> I have a small question. What kind of disclaimer should I write in my
> software starter lines when this software uses some Jakarta librairies
> (Log4J, Common-Lib, etc)...?
The Apache License FAQ might help:
http://www.apache.org/foundation/licence-FAQ.html
as well as reading the license itself (but, of course, you've already done that
;-)
http://www.apache.org/licenses/LICENSE-2.0.html
> "*** This software use Log4J librairies under the GPL licence ***" or
> something like that...
I'm not sure about GPL, as far as I know the Apache software doesn't use the
GPL (just as well or I, for one, wouldn't touch it). See:
http://www.apache.org/licenses/GPL-compatibility.html
FWIW, I don't read the license as requiring any formal acknowledgement beyond
including a copy of the license (assuming you are merely redistributing
unmodified stuff). You might look to see what Sun do, since they include
Apache software in the JRE (e.g. com/sun/org/apache/* in rt.jar). NB: I am not
a lawyer.
Personally, I /would/ include an acknowledgement -- as a matter of professional
pride as well as courtesy.
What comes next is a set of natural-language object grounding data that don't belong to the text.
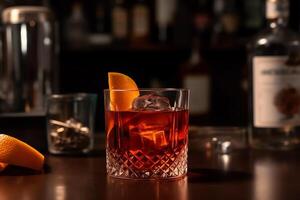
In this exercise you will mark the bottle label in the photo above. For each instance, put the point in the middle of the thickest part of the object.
(200, 90)
(276, 91)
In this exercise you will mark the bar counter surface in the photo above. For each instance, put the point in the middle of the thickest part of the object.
(248, 174)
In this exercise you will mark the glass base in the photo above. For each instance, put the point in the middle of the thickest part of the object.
(137, 165)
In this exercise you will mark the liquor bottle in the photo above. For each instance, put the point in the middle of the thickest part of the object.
(164, 15)
(275, 82)
(195, 76)
(140, 21)
(119, 21)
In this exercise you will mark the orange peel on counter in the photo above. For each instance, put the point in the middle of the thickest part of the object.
(18, 153)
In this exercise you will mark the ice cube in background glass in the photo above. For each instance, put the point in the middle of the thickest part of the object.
(151, 102)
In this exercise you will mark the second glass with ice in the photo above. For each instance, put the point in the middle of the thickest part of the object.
(147, 135)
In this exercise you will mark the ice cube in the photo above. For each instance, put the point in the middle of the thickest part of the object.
(148, 136)
(151, 102)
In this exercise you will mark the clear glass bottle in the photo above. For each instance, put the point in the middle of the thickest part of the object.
(274, 76)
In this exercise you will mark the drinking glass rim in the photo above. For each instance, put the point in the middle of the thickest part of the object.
(150, 90)
(71, 95)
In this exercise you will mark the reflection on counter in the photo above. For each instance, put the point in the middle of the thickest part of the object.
(153, 190)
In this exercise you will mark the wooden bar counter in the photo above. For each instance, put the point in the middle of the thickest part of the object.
(248, 174)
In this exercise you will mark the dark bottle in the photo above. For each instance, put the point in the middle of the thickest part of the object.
(227, 24)
(253, 16)
(164, 16)
(100, 18)
(76, 26)
(202, 20)
(140, 13)
(119, 20)
(196, 76)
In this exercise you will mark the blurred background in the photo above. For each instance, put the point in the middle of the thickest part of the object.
(199, 44)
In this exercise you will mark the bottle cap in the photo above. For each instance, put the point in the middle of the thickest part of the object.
(277, 9)
(22, 14)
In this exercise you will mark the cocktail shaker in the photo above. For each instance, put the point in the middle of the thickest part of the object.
(29, 70)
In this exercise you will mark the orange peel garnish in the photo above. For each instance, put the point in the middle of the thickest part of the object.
(121, 100)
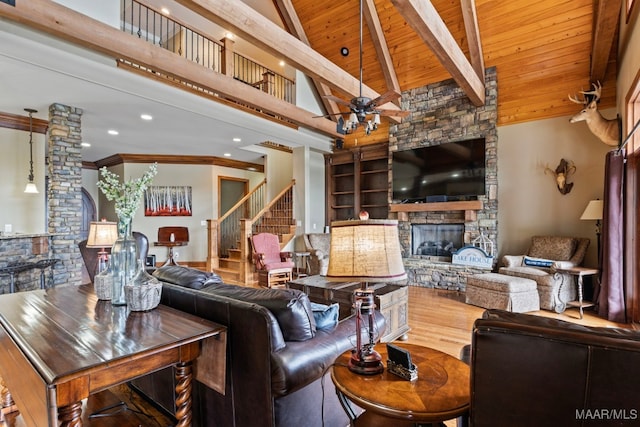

But how it was phrased and what information it
included (e.g. web links), would depend on where it appeared (there might be
more than one place), and who I expected to be reading it.
-- chris
Oliver Wong - 28 Jul 2006 15:29 GMT
>> I have a small question. What kind of disclaimer should I write in my
>> software starter lines when this software uses some Jakarta librairies
[quoted text clipped - 18 lines]
>
> http://www.apache.org/licenses/GPL-compatibility.html
With the GPL, you're expected to print the license to console or
something like that. Yes, I've actually read the license.
*Tries to find the exact wording* Here it is:
http://www.gnu.org/licenses/gpl.txt
<quote>
If the program is interactive, make it output a short notice like this
when it starts in an interactive mode:
Gnomovision version 69, Copyright (C) year name of author
Gnomovision comes with ABSOLUTELY NO WARRANTY; for details type `show
w'.
This is free software, and you are welcome to redistribute it
under certain conditions; type `show c' for details.
The hypothetical commands `show w' and `show c' should show the appropriate
parts of the General Public License. Of course, the commands you use may
be called something other than `show w' and `show c'; they could even be
mouse-clicks or menu items--whatever suits your program.
</quote>
In my GPL'ed Java GUI apps, what I usually do is make the above text
output to the console (along with the debugging information), where it
doesn't intrude on the "casual" user, but is easily accessible and visible
to those parties who are interested.